Before the winter came, the warriors had traveled north with two women and four children. One of the women was killed after she fell from a canyon wall two hundred miles to the south, and the others had died of starvation during the December blizzards.
The three Apaches were tired and hungry, their anger and hatred against the white man burning inside them like a disease.
They'd tracked the wounded man's blood trail from near the white settlement, almost all the way west to the summer-dry Pecos. Now, their black eyes glittering, they watched him.
Biding their time . . .
Shade Shannon knew he was hit hard. He was carrying Jacob O'Brien's lead in his right thigh, and the pain was a living thing that gnawed at him with teeth.
Once he crossed the Pecos he'd swing north toward Glorieta Mesa and Dora. She would take care of him, tend to him, kiss his wound, and tell him about all the wonderful things, female things, that lay in store for him.
Moonlight slanted through the pines, and a cool breeze fanned Shannon's cheeks. His eyes, white as milk, searched the trail ahead, anxious as he was for his first glimpse of the river.
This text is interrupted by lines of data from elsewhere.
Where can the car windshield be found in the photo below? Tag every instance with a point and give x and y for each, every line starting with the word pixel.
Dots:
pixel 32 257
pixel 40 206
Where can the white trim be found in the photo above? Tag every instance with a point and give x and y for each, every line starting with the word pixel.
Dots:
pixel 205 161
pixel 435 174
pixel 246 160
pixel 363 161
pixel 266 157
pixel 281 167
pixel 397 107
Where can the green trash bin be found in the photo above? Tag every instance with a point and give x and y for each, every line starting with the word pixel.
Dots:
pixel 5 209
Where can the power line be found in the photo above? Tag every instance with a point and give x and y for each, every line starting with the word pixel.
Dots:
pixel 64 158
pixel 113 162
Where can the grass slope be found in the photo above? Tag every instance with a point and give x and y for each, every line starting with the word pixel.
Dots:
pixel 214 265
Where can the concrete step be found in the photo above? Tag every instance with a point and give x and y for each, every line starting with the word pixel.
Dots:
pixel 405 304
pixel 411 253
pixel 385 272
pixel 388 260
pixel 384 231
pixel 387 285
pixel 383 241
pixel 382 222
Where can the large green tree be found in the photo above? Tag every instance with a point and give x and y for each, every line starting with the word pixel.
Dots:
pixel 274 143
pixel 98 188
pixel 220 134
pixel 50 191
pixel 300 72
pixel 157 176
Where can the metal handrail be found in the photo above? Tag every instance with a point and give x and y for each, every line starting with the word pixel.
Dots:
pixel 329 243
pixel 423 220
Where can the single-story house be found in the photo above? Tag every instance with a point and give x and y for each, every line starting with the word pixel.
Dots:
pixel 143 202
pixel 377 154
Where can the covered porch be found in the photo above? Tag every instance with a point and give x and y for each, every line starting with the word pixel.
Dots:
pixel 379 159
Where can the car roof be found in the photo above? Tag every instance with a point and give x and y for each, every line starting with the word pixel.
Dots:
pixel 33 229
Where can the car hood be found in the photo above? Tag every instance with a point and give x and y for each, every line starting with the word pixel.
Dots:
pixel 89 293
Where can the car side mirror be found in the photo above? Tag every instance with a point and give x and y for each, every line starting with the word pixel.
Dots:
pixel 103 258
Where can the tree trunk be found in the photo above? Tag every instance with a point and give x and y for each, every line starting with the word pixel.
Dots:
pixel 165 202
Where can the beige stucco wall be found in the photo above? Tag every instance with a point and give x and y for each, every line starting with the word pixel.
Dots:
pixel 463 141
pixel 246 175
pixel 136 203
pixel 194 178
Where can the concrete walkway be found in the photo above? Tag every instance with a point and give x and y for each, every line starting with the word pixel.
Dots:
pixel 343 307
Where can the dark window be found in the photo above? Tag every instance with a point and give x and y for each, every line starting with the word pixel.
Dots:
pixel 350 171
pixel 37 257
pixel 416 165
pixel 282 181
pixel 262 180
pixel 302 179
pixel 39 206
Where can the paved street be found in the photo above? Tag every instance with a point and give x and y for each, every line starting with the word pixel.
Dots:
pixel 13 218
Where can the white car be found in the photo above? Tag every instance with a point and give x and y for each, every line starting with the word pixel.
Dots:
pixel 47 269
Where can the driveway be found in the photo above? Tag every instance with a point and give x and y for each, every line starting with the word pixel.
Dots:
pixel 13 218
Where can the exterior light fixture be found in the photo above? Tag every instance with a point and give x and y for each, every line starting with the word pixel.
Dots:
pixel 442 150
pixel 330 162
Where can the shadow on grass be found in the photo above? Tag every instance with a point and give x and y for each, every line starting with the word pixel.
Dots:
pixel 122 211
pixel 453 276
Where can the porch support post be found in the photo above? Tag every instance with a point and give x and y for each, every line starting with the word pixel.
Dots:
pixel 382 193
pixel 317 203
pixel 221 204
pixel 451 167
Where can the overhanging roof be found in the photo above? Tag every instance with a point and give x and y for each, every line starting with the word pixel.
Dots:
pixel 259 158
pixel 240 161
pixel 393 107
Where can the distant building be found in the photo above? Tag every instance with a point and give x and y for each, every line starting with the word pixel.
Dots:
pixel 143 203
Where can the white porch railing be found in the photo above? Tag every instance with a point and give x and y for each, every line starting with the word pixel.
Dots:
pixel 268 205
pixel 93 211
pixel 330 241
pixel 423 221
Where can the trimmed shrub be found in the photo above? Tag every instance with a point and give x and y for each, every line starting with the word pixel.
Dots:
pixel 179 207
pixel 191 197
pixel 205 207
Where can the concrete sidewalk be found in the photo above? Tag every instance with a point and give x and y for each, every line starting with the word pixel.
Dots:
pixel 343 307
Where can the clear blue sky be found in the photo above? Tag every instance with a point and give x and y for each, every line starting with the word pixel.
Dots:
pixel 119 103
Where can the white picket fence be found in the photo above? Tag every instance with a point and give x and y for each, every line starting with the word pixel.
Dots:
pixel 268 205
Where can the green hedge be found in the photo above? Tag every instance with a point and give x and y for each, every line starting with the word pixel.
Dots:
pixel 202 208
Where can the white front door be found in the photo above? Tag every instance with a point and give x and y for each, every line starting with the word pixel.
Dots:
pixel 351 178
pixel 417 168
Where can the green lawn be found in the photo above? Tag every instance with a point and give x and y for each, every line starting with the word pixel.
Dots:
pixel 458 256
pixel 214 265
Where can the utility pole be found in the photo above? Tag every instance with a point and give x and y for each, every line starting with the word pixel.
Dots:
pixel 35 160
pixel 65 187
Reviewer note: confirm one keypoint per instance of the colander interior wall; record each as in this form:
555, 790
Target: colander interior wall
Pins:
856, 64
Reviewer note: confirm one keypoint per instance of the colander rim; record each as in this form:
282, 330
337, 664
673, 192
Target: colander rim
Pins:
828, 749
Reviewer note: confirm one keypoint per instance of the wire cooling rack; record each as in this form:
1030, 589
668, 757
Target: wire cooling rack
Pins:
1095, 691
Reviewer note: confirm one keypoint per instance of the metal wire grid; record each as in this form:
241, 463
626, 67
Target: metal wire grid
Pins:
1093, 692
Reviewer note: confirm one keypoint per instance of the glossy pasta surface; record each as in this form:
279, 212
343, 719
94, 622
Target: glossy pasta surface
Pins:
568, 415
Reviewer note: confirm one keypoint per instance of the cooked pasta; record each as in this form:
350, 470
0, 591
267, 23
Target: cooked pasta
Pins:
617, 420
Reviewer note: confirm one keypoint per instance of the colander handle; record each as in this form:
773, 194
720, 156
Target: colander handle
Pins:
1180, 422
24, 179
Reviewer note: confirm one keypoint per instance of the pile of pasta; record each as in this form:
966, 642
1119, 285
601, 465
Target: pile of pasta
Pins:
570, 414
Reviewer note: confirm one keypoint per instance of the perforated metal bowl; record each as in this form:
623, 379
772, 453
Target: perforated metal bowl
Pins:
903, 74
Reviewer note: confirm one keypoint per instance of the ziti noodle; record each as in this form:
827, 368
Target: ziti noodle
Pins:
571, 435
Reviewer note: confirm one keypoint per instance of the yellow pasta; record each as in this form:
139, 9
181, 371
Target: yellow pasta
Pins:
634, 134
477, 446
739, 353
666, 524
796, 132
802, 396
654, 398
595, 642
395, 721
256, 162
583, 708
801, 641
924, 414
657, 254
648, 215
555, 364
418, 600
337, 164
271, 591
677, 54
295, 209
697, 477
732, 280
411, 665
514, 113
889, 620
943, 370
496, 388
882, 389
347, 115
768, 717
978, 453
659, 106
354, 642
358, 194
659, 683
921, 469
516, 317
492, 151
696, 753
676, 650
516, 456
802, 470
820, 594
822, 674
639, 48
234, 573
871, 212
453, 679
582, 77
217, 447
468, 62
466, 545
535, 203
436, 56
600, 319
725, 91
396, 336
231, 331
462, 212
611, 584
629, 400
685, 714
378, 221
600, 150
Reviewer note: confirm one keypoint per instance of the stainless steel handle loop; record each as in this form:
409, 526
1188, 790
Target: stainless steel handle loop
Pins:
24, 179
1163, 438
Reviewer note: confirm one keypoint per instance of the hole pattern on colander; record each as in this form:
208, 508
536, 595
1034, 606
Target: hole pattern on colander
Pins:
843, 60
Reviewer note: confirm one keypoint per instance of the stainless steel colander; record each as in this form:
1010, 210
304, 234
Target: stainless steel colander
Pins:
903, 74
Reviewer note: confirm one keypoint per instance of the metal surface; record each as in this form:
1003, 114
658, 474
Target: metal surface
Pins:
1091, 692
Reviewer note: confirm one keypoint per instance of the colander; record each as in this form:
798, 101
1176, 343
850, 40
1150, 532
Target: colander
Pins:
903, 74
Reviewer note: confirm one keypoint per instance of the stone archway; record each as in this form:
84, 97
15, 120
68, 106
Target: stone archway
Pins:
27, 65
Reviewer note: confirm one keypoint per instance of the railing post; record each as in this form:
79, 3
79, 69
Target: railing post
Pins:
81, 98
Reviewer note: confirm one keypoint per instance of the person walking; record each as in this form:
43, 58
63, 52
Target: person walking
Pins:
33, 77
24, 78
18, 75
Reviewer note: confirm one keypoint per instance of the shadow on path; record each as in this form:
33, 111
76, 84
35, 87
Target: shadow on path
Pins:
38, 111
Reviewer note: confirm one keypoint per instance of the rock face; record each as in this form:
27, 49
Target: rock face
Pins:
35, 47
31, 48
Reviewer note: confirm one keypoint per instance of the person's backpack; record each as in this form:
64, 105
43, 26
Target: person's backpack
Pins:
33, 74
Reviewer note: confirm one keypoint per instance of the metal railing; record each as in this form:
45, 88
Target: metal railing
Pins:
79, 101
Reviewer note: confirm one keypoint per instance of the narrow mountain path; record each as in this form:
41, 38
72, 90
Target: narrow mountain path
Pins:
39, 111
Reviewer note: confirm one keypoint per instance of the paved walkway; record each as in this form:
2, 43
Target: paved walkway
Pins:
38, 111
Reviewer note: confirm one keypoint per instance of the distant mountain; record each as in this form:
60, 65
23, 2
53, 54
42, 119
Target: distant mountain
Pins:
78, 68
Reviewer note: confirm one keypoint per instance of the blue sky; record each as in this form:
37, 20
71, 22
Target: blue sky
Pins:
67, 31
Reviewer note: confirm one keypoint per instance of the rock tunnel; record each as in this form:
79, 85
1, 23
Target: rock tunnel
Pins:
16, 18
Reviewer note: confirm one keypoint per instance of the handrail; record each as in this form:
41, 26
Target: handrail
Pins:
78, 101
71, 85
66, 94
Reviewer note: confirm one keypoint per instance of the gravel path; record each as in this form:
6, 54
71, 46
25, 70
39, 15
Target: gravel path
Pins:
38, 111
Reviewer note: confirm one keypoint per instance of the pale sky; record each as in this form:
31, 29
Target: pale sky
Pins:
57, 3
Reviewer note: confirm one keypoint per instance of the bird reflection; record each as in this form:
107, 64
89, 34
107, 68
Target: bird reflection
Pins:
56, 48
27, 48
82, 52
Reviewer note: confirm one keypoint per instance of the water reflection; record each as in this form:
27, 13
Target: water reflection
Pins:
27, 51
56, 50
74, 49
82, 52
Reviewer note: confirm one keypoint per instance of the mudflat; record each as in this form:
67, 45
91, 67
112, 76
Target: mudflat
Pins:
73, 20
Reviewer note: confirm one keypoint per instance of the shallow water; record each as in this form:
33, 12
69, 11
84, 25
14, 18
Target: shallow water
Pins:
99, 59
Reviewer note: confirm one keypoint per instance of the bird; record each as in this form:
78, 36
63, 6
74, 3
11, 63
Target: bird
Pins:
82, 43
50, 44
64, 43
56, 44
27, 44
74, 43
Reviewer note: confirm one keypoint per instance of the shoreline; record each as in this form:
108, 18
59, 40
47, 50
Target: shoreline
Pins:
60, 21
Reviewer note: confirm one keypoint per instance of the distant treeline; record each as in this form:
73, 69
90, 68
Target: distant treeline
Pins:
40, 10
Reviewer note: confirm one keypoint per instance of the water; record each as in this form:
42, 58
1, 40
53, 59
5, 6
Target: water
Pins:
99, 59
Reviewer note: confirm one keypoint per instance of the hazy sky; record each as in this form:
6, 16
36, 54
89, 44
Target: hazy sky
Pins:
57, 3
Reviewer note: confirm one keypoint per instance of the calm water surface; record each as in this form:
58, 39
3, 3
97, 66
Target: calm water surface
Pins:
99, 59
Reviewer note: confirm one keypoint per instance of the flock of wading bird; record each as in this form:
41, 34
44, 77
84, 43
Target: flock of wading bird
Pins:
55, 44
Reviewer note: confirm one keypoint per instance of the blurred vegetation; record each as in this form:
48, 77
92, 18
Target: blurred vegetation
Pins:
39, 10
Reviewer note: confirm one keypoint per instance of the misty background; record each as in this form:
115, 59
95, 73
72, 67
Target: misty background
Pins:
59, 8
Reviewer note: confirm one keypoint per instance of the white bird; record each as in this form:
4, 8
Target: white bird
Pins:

Despite his pain, the rocking motion of his horse and the silken quiet of the evening lulled Shade Shannon into a drowsy twilight between wakefulness and sleep. He remembered nights like this when he wore yellow officer's straps on his shoulders, drinking coffee by the campfire after the day's patrol, listening to the night birds, smelling . . .
Shannon's head snapped up, and he stifled the scream that sprang to his lips. An odor came to him on the wind, a smell like no other, as distinctive and unique as that of the wolf—the feral, musky scent of the Apache warrior.
His mouth wide open in a soundless shriek, Shannon raked spurs along his horse's flanks. The startled animal kicked into a fast gallop, heedlessly crashing through pine branches that lashed at Shannon's face. Terrified, his eyes as round and white as the moon that hovered above him, he heard the Apaches behind him, their nimble little ponies coming closer.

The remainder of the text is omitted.